Risk factors for reactivation of clinical disease activity in multiple sclerosis after stopping natalizumab


You can all read the text, natalizumab seems to hold everything in check

Risk factors for reactivation of clinical disease activity in multiple sclerosis after natalizumab cessation. Mustonen T BM, Rauma I MD, Hartikainen P MD, PhD, Krüger J MD, PhD, Niiranen M MD, Selander T M.Sc, Simula S MD, PhD, Anne M R MD, PhD, Kuusisto H MD, PhD. Mult Scler Relat Disord. 2019 Nov 5;38:101498.

BACKGROUND:Natalizumab (NTZ) is widely used for highly active relapsing-remitting multiple sclerosis (MS). Inflammatory disease activity often returns after NTZ treatment discontinuation. We aimed to identify predictive factors for such reactivation in a real-life setting.

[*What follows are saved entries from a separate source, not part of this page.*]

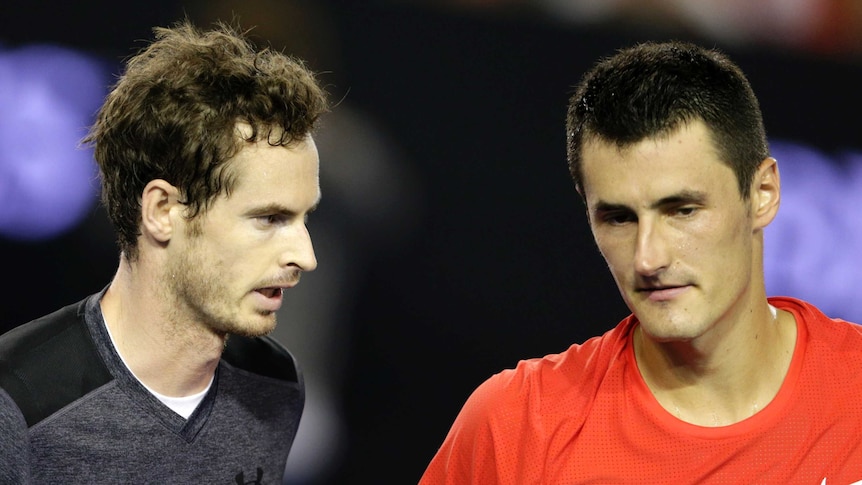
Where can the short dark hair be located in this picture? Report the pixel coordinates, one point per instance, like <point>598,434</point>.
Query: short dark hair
<point>652,89</point>
<point>173,115</point>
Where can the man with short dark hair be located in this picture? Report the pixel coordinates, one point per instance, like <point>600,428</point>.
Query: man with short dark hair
<point>208,170</point>
<point>708,381</point>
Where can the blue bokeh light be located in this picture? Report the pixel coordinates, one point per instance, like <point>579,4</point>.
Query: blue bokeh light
<point>48,97</point>
<point>813,249</point>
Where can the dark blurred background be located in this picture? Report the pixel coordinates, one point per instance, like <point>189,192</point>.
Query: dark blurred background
<point>450,239</point>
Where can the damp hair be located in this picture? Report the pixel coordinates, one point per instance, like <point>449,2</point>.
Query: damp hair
<point>173,115</point>
<point>652,89</point>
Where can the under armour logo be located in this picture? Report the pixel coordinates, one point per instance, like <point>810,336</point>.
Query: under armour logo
<point>240,479</point>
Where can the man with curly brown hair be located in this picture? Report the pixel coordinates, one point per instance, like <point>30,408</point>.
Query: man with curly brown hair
<point>209,171</point>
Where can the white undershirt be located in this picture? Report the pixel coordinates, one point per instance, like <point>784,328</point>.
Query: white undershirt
<point>184,406</point>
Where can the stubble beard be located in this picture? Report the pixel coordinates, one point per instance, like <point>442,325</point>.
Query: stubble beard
<point>199,299</point>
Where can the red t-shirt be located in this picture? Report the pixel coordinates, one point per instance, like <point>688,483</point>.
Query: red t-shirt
<point>587,416</point>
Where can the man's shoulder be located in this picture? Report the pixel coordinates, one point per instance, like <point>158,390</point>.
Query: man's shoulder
<point>566,380</point>
<point>50,362</point>
<point>262,356</point>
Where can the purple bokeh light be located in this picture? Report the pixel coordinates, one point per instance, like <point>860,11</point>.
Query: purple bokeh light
<point>813,249</point>
<point>48,97</point>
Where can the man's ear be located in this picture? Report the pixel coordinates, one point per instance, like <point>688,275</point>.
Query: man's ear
<point>766,192</point>
<point>158,200</point>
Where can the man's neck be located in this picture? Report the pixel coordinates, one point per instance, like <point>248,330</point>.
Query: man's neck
<point>174,358</point>
<point>721,382</point>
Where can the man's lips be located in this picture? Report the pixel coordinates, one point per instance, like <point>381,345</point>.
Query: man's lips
<point>274,292</point>
<point>663,292</point>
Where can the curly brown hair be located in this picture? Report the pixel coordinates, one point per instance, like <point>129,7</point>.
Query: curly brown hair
<point>173,114</point>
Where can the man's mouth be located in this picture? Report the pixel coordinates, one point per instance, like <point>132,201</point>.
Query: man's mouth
<point>271,292</point>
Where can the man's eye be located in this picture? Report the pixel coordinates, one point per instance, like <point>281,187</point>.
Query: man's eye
<point>685,211</point>
<point>616,219</point>
<point>270,219</point>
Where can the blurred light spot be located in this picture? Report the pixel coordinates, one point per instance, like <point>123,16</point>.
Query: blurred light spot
<point>813,249</point>
<point>48,97</point>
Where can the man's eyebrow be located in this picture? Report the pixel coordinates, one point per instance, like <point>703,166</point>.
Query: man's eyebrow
<point>682,197</point>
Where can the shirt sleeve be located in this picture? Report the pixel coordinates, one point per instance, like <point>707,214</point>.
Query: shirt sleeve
<point>15,443</point>
<point>486,443</point>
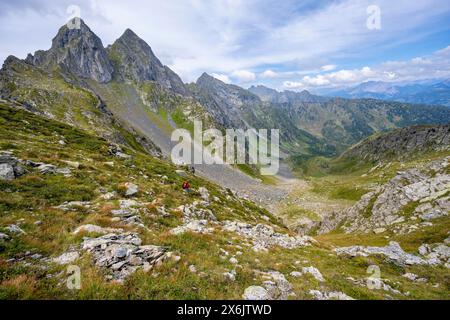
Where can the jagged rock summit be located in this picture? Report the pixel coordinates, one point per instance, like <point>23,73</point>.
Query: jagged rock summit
<point>79,52</point>
<point>76,51</point>
<point>134,60</point>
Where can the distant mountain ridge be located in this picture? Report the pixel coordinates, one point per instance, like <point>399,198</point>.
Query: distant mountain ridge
<point>272,95</point>
<point>430,92</point>
<point>127,81</point>
<point>402,143</point>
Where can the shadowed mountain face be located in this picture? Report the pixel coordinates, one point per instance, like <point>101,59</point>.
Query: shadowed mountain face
<point>272,95</point>
<point>128,82</point>
<point>78,52</point>
<point>344,122</point>
<point>234,107</point>
<point>133,60</point>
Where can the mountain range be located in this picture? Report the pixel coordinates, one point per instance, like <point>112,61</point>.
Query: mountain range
<point>423,92</point>
<point>126,84</point>
<point>87,190</point>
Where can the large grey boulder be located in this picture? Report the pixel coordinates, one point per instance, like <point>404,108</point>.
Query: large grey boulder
<point>256,293</point>
<point>6,172</point>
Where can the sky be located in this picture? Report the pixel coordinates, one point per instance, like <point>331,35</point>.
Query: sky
<point>284,44</point>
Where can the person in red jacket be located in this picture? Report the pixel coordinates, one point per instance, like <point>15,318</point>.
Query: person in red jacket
<point>186,186</point>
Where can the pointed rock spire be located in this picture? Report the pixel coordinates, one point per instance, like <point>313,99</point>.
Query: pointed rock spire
<point>135,61</point>
<point>78,51</point>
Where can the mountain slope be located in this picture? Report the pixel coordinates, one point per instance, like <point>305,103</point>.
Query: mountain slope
<point>401,143</point>
<point>71,206</point>
<point>344,122</point>
<point>78,52</point>
<point>134,61</point>
<point>235,107</point>
<point>271,95</point>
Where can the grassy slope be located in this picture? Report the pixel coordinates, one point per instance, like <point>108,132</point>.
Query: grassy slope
<point>32,196</point>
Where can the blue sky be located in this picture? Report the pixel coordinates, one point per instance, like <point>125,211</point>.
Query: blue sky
<point>284,44</point>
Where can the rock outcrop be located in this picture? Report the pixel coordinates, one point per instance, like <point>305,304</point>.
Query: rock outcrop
<point>134,60</point>
<point>76,51</point>
<point>412,196</point>
<point>402,143</point>
<point>264,236</point>
<point>123,254</point>
<point>430,255</point>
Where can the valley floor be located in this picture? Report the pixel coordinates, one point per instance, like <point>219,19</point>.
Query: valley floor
<point>73,205</point>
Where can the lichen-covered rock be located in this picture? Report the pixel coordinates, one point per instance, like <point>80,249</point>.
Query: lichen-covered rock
<point>439,254</point>
<point>264,236</point>
<point>383,208</point>
<point>334,295</point>
<point>123,254</point>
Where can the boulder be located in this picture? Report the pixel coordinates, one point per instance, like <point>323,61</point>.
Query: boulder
<point>131,189</point>
<point>256,293</point>
<point>90,228</point>
<point>66,258</point>
<point>6,172</point>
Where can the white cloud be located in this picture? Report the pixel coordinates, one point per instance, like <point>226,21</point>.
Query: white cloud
<point>316,81</point>
<point>222,77</point>
<point>269,74</point>
<point>194,36</point>
<point>328,67</point>
<point>434,66</point>
<point>293,85</point>
<point>243,75</point>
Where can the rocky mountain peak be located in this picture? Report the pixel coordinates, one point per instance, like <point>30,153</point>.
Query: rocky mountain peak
<point>135,61</point>
<point>77,51</point>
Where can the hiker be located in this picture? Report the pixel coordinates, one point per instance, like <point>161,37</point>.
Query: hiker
<point>186,187</point>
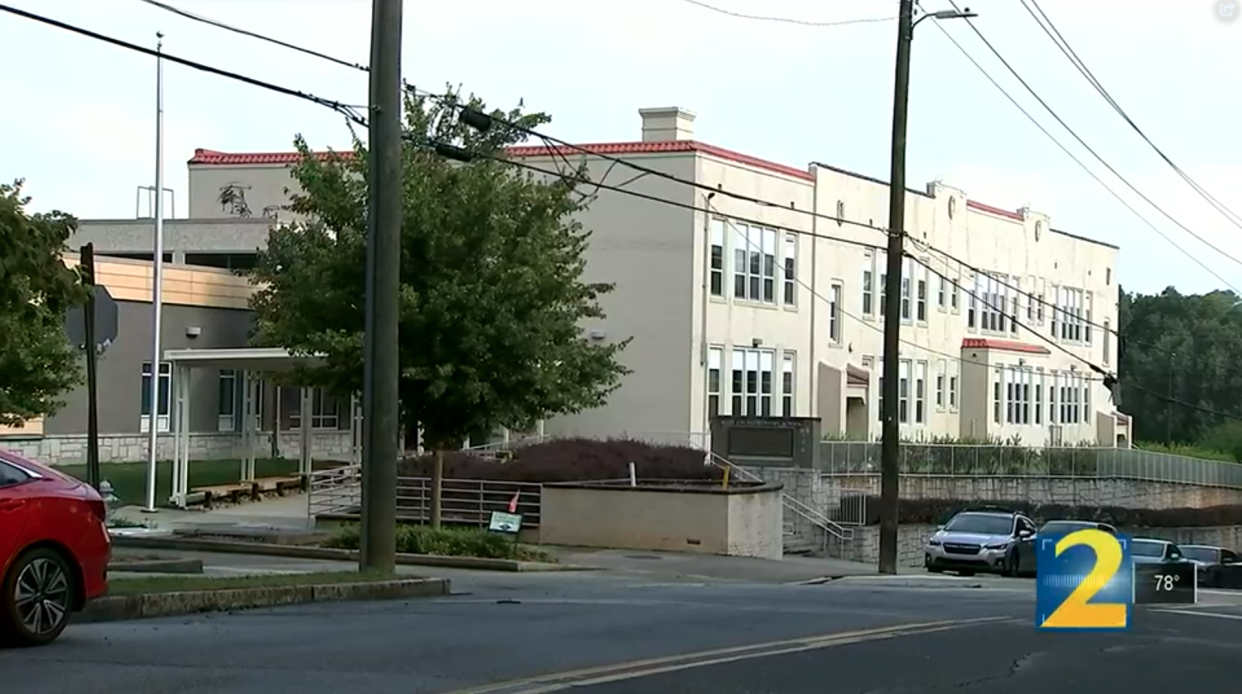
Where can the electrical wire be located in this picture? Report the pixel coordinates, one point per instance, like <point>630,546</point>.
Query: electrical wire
<point>357,119</point>
<point>339,107</point>
<point>785,20</point>
<point>557,147</point>
<point>1053,34</point>
<point>1083,143</point>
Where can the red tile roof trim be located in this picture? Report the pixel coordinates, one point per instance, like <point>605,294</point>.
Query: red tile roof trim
<point>1004,345</point>
<point>213,158</point>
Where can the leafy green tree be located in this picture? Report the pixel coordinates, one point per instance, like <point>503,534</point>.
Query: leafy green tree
<point>36,289</point>
<point>493,296</point>
<point>1181,348</point>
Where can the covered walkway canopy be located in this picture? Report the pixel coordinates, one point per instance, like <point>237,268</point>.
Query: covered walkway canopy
<point>250,364</point>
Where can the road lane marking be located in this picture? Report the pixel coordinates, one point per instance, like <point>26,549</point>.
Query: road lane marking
<point>555,682</point>
<point>1200,613</point>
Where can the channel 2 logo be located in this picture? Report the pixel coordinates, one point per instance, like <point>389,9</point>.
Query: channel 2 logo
<point>1086,581</point>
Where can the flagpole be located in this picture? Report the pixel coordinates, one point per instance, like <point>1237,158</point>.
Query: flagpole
<point>157,282</point>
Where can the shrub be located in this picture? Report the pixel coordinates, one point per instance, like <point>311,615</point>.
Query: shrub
<point>446,541</point>
<point>573,459</point>
<point>935,512</point>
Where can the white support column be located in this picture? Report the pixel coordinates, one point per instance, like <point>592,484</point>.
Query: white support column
<point>307,420</point>
<point>175,427</point>
<point>184,447</point>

METHODS:We conducted a retrospective survey in four Finnish hospitals. A computer-based search was used to identify all patients who had received NTZ for multiple sclerosis. Patients were included if they had received at least six NTZ infusions, had discontinued treatment for at least three months, and follow-up data was available for at least 12 months after discontinuation. Altogether 89 patients were analyzed with Cox regression model to identify risk factors for reactivation, defined as having a corticosteroid-treated relapse.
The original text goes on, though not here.